I hazard to guess that you have not been building enough recovery time into your days, weeks and months. If there were only ONE thing I could suggest you adopt to up your wellbeing, recovery is a pretty powerful strategy. In fact it is essential. In our busy, modern lifestyles with smart phones and technology all around us to ‘free us up’, we end up instead becoming dependent and attached. We tend to be always switched on, working across a greater spread of the day or week, simply because we can. This situation is fine if we factor in actual recovery time, down time, switch off time.
But if we just stay switched on, and keep expending mental and emotional energy on work by doing it, thinking about it, worrying about it, planning it in the front or back of our minds, guess what? We drain our mental and emotional energy reserves and become exhausted, stressed and wired. If we keep going like this we are edging closer to burn out and breaking down. When burn out comes ‘recovery’ stops being about some short effective breaks each day, and instead becomes months and months of time to rebuild our health energy and wellbeing.
So what can we do that is practical and helpful in terms of recovery? Here is a simple list of options:
- Take your lunch break every day or at least 3-4 times a week where you go out, get up, or go to the park to sit and eat peacefully rather than work & eat at the same time. This means you will wind down and you may end up eating less because you are paying attention so weight loss and energy gain may result;
- Set a reminder to pause 5 times a day to take just 1-2 minutes to breathe deeply. This will shut down the ‘flight or fight’ response of the stress cycle and bring you into a relaxed state. You will feel better, and conserve energy as you are out of the high stress state;
- If you have a sedentary job get up and walk around the block even if only for 5-10 minutes. Walk slowly and mindfully (read our mindfulness blogs here.) You will wind down, clear your head and improve your health by getting up from a seated position.
- Carve out some time each week where you ‘switch off’ all technology.

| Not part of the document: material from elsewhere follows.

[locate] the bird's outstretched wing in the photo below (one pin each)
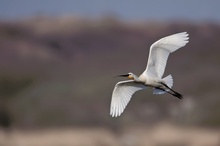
(122, 94)
(160, 50)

Typically, Australians check their smart phones up to 60 times a day! This is a a lot of mental energy drain, and you will notice the benefits of shutting down and recovering in your state of mind and your energy.
- Take short stretch breaks through the day at your desk or by getting up and out. It only takes 5 minutes to loosen up and release any muscle tension and it will clear your head and re-energise you.
So over Easter I encourage you to map out just one energy building recovery strategy and implement it into your life on a trial over 6-8 weeks. Keep it if it is working for you, and trial another if it isn’t. You won’t regret it, I promise. Happy Easter!